Saxon played college football at San Jose State and was drafted by the Kansas City Chiefs in the sixth round of the 1988 NFL draft. He played for eight seasons in the NFL with the Chiefs, Miami Dolphins and Philadelphia Eagles.

==Early life==
Born in Beaufort, South Carolina, James Saxon graduated from Battery Creek High School in Burton, South Carolina in 1984.

==Playing career==
===College===
Saxon moved to Sacramento, California to attend American River College and played on its football team from 1984 to 1985. Then, Saxon transferred to San Jose State University. Saxon played for the San Jose State Spartans football team in 1986 and 1987 as running back and was part of the Spartans' 1986 California Bowl championship team. James Saxon also has a son named Devin Saxon, some people may know him as a Football Player on the Harvard Crimson Football Team. Others may recognize him as "Mr. Minnesota" from the 2012 Cosmo's Bachelor of the Year.

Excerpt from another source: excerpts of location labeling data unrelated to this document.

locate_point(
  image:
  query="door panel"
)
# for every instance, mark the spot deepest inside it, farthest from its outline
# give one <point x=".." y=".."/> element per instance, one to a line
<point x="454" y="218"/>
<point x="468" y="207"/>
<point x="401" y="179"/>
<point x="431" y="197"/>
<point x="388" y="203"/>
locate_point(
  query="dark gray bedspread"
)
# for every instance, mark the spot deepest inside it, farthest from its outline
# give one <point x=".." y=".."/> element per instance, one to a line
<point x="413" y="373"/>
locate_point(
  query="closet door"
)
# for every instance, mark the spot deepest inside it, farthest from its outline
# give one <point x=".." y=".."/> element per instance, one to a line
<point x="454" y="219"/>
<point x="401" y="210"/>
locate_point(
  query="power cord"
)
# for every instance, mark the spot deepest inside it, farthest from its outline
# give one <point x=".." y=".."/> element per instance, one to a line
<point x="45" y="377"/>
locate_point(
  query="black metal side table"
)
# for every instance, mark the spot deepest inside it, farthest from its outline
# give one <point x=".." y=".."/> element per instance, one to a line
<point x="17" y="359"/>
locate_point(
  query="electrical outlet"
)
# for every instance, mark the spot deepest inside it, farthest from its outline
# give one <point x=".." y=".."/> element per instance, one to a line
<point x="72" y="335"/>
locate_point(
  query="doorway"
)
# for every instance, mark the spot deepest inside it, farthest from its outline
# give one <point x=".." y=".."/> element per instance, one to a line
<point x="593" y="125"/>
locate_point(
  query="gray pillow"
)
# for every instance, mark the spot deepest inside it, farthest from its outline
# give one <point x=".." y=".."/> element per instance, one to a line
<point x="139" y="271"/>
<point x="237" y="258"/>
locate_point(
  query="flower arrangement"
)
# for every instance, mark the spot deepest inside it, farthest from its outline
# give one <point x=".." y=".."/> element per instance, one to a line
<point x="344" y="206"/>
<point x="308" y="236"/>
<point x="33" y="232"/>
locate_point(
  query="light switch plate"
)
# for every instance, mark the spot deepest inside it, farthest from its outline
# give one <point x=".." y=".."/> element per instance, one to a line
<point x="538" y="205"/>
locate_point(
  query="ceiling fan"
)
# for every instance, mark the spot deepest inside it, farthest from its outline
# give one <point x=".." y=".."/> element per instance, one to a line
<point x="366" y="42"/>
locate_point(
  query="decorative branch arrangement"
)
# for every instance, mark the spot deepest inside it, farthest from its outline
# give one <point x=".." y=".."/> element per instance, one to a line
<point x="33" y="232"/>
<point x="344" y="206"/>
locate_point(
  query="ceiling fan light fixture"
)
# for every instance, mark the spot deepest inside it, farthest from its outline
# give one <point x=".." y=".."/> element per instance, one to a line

===National Football League===

Saxon was selected in the sixth round of the 1988 NFL draft as the 135th overall pick. As a fullback, Saxon played for the Kansas City Chiefs from 1988 to 1991, Miami Dolphins from 1992 to 1994, and Philadelphia Eagles in 1995.

Pre-draft measurables
| Height | Weight | Hand span | 40-yard dash | 10-yard split | 20-yard split | 20-yard shuttle | Vertical jump | Broad jump | Bench press |
|---|---|---|---|---|---|---|---|---|---|
| 5 ft 11+1⁄8 in (1.81 m) | 205 lb (93 kg) | 9+1⁄4 in (0.23 m) | 4.67 s | 1.67 s | 2.68 s | 4.42 s | 31.0 in (0.79 m) | 9 ft 7 in (2.92 m) | 12 reps |

==Coaching career==
===Early career===
In 1997, Saxon got his first coaching job as running backs coach at Rutgers University, a position he would have for two years. Saxon also served as a training camp coaching intern for the Kansas City Chiefs in 1998. In 1999, Saxon was a volunteer assistant coach for Menlo College.

===Buffalo Bills===
In 2000, Saxon was hired by the Buffalo Bills as their running backs coach.

===Kansas City Chiefs===
In 2001, Saxon was hired by the Kansas City Chiefs as their running backs coach. He would serve in that position until 2007.

===Miami Dolphins===
In 2008, Saxon was hired by the Miami Dolphins as their running backs coach and would serve in that position until 2009.

===Minnesota Vikings===
In 2010, Saxon was hired by the Minnesota Vikings as their running backs coach.

===Pittsburgh Steelers===
In 2014, Saxon was hired by the Pittsburgh Steelers as their running backs coach under head coach Mike Tomlin.

===Arizona Cardinals===
On January 14, 2019, Saxon was hired by the Arizona Cardinals as their running backs coach under head coach Kliff Kingsbury. Saxon kept his job with the Cardinals until his arrest for sexual assault incident in May 2022 became public Aug. 4, when he was put on administrative leave. Saxon resigned in October.

=== Memphis Showboats ===
On March 20, 2023, Saxon was added to the Memphis Showboats Staff as their Offensive Line Coach. He was no longer a part of the staff before the 2024 season.

==Legal issues==
On November 17, 2022, Saxon plead guilty to his domestic battery charge stemming from a May 2022 incident; he subsequently received a one–year suspended sentence.